On one hand, the bulk of local startups were fortunate not to be as affected by the severe ramifications that SVB’s failure posed. But at the same time, the bank’s lack of a notable presence in the Memphis area is emblematic of a recurring theme: the bountiful funding of Silicon Valley and the West Coast has often felt out of reach to entrepreneurs in the local startup ecosystem.

“We're still overlooked by many, obviously,” Bouten said.

'A very high-quality market'

But this is a trend he thinks is changing. And the local startup scene, he believes, is “on the cusp” of a significant increase in prominence and more access to West Coast capital.

Though it’s smaller than the ones in some places, the Memphis startup ecosystem is growing and home to young businesses that have the potential to become larger, nationally known companies.

For example, SweetBio took its bioengineered wound care product to market in the new year and swiftly sold all 1,000 units in its inventory.
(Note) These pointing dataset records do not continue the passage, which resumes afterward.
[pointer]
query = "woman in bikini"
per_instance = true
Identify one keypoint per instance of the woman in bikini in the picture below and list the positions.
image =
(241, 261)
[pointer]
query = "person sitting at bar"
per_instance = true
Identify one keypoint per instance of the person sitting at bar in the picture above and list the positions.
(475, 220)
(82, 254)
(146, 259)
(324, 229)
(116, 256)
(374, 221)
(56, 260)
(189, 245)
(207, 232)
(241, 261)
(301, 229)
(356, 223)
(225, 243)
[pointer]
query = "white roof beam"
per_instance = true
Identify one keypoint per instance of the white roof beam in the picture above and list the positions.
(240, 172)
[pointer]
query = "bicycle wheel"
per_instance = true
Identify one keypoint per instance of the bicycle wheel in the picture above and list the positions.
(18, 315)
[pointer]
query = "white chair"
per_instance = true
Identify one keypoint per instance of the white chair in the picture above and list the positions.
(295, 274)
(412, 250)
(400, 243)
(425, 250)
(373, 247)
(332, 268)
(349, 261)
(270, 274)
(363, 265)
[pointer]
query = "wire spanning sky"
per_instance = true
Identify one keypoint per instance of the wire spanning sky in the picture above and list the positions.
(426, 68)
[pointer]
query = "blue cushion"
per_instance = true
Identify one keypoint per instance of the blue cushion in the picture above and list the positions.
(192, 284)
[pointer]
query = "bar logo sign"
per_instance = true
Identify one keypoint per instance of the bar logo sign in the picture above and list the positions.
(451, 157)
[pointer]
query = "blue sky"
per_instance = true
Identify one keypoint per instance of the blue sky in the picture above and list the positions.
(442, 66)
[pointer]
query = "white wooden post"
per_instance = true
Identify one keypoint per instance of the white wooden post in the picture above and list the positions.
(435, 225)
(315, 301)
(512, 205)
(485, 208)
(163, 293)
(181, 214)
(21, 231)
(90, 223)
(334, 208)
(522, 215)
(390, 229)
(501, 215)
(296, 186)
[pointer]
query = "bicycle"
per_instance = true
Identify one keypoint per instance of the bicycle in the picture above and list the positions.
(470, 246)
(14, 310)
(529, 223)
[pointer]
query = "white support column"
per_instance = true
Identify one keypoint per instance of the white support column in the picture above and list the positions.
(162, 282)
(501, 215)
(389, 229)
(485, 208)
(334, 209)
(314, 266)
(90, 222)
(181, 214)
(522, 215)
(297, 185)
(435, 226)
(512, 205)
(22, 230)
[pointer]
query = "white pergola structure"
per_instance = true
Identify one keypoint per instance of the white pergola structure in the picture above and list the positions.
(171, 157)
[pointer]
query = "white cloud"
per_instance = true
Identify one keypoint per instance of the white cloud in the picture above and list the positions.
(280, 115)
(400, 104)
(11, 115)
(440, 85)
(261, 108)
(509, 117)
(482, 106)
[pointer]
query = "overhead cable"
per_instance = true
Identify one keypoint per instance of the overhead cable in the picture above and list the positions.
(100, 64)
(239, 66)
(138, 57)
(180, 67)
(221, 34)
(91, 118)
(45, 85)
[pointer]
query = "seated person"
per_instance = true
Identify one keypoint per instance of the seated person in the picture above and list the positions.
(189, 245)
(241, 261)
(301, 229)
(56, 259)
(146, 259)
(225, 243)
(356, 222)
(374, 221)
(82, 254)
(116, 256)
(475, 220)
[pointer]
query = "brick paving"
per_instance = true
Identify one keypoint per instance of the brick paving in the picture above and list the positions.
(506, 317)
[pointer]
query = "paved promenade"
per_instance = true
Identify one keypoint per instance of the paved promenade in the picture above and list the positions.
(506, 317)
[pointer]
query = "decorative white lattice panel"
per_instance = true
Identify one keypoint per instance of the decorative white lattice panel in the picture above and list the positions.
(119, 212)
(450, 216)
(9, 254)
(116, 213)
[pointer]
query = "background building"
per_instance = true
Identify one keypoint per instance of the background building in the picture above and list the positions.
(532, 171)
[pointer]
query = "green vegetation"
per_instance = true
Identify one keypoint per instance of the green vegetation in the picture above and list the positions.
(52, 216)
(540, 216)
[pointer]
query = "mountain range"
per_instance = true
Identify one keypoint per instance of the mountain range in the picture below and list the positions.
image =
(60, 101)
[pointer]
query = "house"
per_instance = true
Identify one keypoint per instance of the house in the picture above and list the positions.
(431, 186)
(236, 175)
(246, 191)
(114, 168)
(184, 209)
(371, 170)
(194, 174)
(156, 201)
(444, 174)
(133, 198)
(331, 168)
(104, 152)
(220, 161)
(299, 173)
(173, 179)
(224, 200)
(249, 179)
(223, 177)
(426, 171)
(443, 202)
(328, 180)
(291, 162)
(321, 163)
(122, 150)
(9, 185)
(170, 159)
Bite Ninja — which provides cloud labor to restaurants — is in discussions with some of the largest quick-service restaurant chains in the U.S. And SOMAVAC Medical Solutions has expanded into Charlotte and been issued a U.S. patent for a second device.

The COVID-19 pandemic also caused some VCs to make investments without ever meeting companies’ leaders in-person, which Bouten said “made the world a lot smaller” and gives local startups “a better shot at connecting with them.” And the high-profile Alchemist Accelerator’s decision to place its second U.S. location in Memphis could strengthen ties to the West Coast.

“Everybody knows Alchemist in Silicon Valley,” Bouten explained.

And once more investors do start paying closer attention to Memphis’ startup scene, he asserted, they’ll be impressed by what they find.

“I believe, firmly, that the companies that we have are as strong as anywhere else,” he said. “And because of the lack of capital, they're scrappier and do a lot more with less. It's a very high-quality market and once it gets discovered, I think we'll see a lot of people come look at what we have."